Martedì 4 giugno, alle 4 di mattina, con il centro culturale Umana Avventura, in compagnia di alcuni amici incontrati nella nostra città, Seregno, siamo partiti per Berlino, con destinazione finale Dresda. La recente pubblicazione del libro di Giovanna Parravicini intitolato La Madonna Sistina di Raffaello: icona di umanità tra nazismo e stalinismo ha infatti offerto a tutti noi l’occasione di promuovere e intraprendere un viaggio per “incontrare” quest’opera, che è conservata nelle collezioni della Gemäldegalerie Alte Meister, la Pinacoteca degli antichi maestri.
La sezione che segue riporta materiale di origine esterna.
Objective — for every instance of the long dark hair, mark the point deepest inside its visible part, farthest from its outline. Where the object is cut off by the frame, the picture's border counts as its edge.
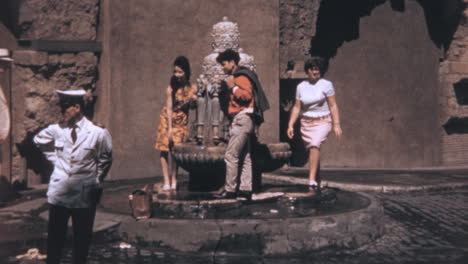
(183, 63)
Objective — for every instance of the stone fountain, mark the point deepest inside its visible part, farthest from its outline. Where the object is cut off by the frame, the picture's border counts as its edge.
(281, 219)
(203, 157)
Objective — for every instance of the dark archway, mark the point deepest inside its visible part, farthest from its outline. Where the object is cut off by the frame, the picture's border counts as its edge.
(338, 22)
Perché tanto interesse per questo dipinto, o meglio, per questa icona sui-generis? La Madonna Sistina, realizzata nel 1513, è uno dei principali capolavori dell’arte occidentale nonché una delle opere più belle di Raffaello. Durante la seconda guerra mondiale è stata più volte spostata, finendo anche in mano russa, prima di tornare alla pinacoteca di Dresda. E sono molti gli autori russi che le attribuiscono grande valore. Per la cultura russa, infatti, questa immagine è sempre stata molto più che un capolavoro artistico: non solo un quadro, bensì «una visione creata non per gli occhi ma per l’anima», come la definì il poeta Vasilij Zukovskij.

Quando nel 1955 il dipinto venne esposto al museo Puskin di Mosca, prima di essere restituito alla Germania a cui era stato sottratto come bottino di guerra, la Vergine e il Bambino divennero il volto di milioni di vittime innocenti, un segno, così disse lo scrittore Vasilij Grossman, dell’«umano nell’uomo». E fissando lo sguardo della Madonna Sistina continuiamo a credere che vita e libertà siano una cosa sola e che non ci sia nulla di più sublime dell’«umano nell’uomo».

Tutto ciò ci è sembrato talmente contemporaneo, e sfidante per ciascuno di noi così come per i nostri fratelli uomini, che abbiamo deciso di intraprendere quello che, in realtà, non è stato solo un viaggio, ma un vero e proprio pellegrinaggio per incontrare questa immagine che ancora oggi interroga molti. Abbiamo voluto “giocare” questa proposta pubblicamente nel paese in cui viviamo perché, in questi anni, abbiamo sperimentato che la presenza di un centro culturale è significativa se è la presenza di una comunità e dell’unità vissuta, almeno come consapevolezza, in un luogo, come può essere un determinato ambito di paese.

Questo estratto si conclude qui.